Isolationism in the 1930s was the major contributing factor leading to World War II. Winston Churchill and other visionaries warned America and the world that Germany was building a large military force in violation of the Geneva Convention. Adolf Hitler denied such accusations.
Isolationist U.S. senators said the situation was being blown out of proportion, and Europe was none of our business. Only when Germany invaded Poland did President Franklin Roosevelt persuade Congress to get involved.
But the dye was cast and America and the world paid a horrific price for failing to grasp Hitler’s intentions earlier.
Would an isolationist President Ron Paul have stood up to the Soviets?
Most likely, he would say that this was none of our business, and we should not get involved.
President Ronald Reagan went to Germany and said, “Mr. Gorbachev, tear down this wall,” and indeed in time the wall came down and the Soviet Union collapsed. Would an isolationist President Paul have done this or would this also have been none of our business?
Today, America and Europe, with the tacit support of several Islamic nations, has threatened sanctions against Iran unless it proves that it is not building atomic bombs. Iran claims that it is not working on bombs but only on the peaceful development of nuclear energy.
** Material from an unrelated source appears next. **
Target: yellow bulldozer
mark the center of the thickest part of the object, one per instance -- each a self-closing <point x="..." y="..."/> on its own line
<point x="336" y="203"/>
In the interim Iran has built vast underground facilities to keep prying eyes from seeing what they are doing.
Evidently Paul believes Iran and says that we should not get involved. Unfortunately, today’s rockets that can deliver nuclear blasts within minutes remove the deterrent that time and distance once afforded the United States.
Like it or not, America should and must be involved with what is going on throughout the world and be prepared to react promptly if situations demand it.